219 F2d 919 Virginia Surety Company v. E T & W N C Transportation Company
219 F.2d 919
VIRGINIA SURETY COMPANY, Appellant,
E. T. & W. N. C. TRANSPORTATION COMPANY, in its own right and for the use and benefit of the American Mutual Liability Insurance Company, Appellee.
United States Court of Appeals, Sixth Circuit.
February 15, 1955.
John A. Armstrong, Greeneville, Tenn., William H. Fry, Cincinnati, Ohio, for appellant.
Cox, Epps, Miller & Weller, Johnson City, Tenn., argued by Wm. E. Miller, Johnson City, Tenn., for appellee.
Before SIMONS, Chief Judge, and ALLEN and MARTIN, Circuit Judges.
The appellee, E. T. & W. N. C. Transportation Company, brought this action in the United States District Court for the use and benefit of its liability insurer, American Mutual Liability Insurance Company; and, by judgment of the trial court, recovered in principal, interest and costs the aggregate sum of $24,122.28 against appellant, Virginia Surety Company. Appellee's insurer had paid more than $19,000 in settlement of personal injury claims against Wade H. Carter, whose public liability for the operation of his truck which occasioned the personal injuries for which the settlements had been made was covered by the appellant, Virginia Surety Company. Interest on the amounts paid out on the settlements aggregated nearly $5,000, and costs adjudged in the state court made up the balance of the first-stated sum.
The appellee transportation company had recovered for the use and benefit of its insurer a judgment against Carter in a Chancery Court of Tennessee, which judgment became final on appeal. Carter v. E. T. & W. N. C. Transportation Company, 35 Tenn.App. 196, 243 S.W.2d 505, certiorari denied by the Supreme Court of Tennessee March 7, 1950. Execution on this judgment against Carter was returned nulla bona.
Ultimate liability for injuries occasioned by the accident for which settlements were made by the American Mutual Liability Insurance Company, which had, without success, called on appellant to contribute to and participate in the settlements, requires consideration of the arrangements made by the transportation company for Carter to use his truck and trailer in hauling for it miscellaneous freight for which the transportation company's regular facilities were not available. Carter's truck which caused the damage was being operated, at the time of the accident, by his employee, Christian, shortly after Carter — who had traveled with the truck most of the trip — had left it. As found by the district judge, the operation of the truck was clearly under the control of Carter and his employee.
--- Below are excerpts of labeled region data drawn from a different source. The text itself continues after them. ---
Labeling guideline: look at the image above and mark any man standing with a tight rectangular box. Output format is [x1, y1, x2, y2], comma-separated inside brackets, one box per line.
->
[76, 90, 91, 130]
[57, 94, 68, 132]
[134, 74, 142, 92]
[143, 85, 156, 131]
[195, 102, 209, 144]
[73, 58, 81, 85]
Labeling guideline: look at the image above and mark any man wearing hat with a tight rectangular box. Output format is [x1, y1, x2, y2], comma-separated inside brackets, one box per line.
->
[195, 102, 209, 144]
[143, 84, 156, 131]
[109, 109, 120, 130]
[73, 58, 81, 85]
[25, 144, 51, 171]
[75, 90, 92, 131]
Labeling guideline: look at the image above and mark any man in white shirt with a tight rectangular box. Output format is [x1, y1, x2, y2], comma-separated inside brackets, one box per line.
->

Appellant stresses a "lease" agreement between Carter and the transportation company covering the truck belonging to Carter and involved in the accident. In this agreement, the salient features were that Carter had contracted that he would pay all taxes for the use of the highway and would furnish all fuel, oil and labor necessary for the operation of the vehicle; that he would be liable for all personal injuries or property damage; and that he would carry all public liability and property damage insurance required by federal or state laws and regulations.
The district judge held that to call such agreement between Carter and the transportation company a "lease" was obviously a misnomer, and that the language in the agreement did not describe correctly the actual operating agreement between the parties. He found that the only connection the transportation company had with the trip on which the accident occurred was the payment to Carter of a fixed mileage sum for transporting its freight. In his well reasoned opinion entering judgment, District Judge Darr adequately and logically stated his grounds therefor. Also, in his opinion denying the motion of appellant to set aside the judgment, the court gave sound reasons for the denial, D.C., 129 F.Supp. 305. We see no necessity for re-writing in our own words the district court's opinions, with which we are in accord.
The judgment is affirmed; and it is so ordered.